KU hospital announces better heart valve fix

heart-valueA national study shows that a new procedure is effective in fixing a bad heart valve without open-heart surgery, the University of Kansas Hospital announced this week.

The hospital was one of 45 national sites in the study that found that more patients were alive after one year if they got the new minimally invasive surgery rather than traditional open-heart surgery.

The new treatment involves a device called Core Valve that repairs a faulty aortic valve, which is the “heart’s main gate,” hospital press release states.

Nationwide, several hundred thousand people have a bad aortic valve, which can stiffen and narrow with age and slow blood passage.
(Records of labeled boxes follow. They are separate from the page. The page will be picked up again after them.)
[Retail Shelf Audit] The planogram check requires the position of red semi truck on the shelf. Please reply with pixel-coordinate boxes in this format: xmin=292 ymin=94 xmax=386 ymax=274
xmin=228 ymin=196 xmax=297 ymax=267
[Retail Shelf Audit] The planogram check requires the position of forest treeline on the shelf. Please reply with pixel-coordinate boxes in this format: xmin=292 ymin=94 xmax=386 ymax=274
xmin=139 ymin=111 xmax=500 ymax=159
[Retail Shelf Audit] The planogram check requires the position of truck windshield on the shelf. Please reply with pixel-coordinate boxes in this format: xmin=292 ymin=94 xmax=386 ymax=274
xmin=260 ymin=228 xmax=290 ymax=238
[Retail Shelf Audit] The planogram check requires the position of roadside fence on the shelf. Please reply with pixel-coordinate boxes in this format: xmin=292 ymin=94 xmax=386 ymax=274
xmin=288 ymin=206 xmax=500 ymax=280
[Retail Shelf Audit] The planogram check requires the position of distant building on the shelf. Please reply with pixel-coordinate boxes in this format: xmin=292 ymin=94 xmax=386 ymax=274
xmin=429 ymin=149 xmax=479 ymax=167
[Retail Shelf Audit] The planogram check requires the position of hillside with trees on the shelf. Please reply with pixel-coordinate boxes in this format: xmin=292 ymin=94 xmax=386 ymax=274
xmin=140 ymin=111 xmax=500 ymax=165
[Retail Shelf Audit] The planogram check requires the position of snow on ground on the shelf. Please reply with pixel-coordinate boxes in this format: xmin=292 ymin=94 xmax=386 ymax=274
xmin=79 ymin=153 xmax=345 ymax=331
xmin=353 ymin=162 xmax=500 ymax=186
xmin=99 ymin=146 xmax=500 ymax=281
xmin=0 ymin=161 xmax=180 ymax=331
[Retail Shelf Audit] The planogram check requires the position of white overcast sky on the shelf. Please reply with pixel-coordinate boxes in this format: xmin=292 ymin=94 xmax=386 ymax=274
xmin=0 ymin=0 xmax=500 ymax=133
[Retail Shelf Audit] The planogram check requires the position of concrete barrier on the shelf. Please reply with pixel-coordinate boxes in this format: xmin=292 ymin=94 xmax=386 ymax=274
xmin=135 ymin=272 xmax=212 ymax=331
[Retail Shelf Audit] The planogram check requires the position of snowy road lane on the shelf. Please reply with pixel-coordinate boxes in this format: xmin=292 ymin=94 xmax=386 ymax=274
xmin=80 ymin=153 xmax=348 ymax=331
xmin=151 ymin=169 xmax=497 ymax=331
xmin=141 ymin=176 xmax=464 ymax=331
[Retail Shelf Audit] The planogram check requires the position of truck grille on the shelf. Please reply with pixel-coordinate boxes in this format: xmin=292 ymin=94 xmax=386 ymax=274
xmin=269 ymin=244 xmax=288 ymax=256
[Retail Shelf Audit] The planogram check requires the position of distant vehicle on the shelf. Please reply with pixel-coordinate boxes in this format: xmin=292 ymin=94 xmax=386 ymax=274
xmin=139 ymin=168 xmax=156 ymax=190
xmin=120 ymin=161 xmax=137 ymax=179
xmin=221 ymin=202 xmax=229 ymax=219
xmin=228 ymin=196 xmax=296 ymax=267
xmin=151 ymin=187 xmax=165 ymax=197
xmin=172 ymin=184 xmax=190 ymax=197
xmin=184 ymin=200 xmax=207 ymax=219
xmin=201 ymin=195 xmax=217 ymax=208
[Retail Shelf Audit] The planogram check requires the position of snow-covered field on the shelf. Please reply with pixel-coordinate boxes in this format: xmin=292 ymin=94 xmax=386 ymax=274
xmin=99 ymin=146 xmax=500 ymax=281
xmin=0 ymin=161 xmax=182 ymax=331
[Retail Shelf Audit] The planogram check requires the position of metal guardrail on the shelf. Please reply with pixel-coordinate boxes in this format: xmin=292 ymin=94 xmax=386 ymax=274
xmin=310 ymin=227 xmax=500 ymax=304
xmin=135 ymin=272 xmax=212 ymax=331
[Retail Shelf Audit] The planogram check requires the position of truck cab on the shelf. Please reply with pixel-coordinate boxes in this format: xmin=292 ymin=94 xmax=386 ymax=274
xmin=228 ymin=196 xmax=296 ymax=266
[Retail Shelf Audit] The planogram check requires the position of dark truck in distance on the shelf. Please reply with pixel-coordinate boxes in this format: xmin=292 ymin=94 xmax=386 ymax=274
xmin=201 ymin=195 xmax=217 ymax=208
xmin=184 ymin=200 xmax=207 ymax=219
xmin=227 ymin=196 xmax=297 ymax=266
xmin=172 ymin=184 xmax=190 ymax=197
The only previous fix was to open the chest, cut out the bad valve and put in a new one. With the Core Valve, the system is inserted through a leg artery and guided to the aortic valve, where it expands into place and takes over the function of the valve.

The study to be published in the New England Journal of Medicine found that 19 percent of open-heart surgery patients died after one year compared to 14 percent of Core Value patients.

Also the Core Value system can be used with older and weaker patients who are at poor risk for regular surgery.

“It’s an absolute game changer,” said Dr. Trip Zorn of the hospital. “This technology has offered us an option for those who had no surgical option, that medicine was their only therapy.”

Dr. Trip Zorn, a cardiothoracic surgeon at the University of Kansas Hospital, shows the core valve and explains its use.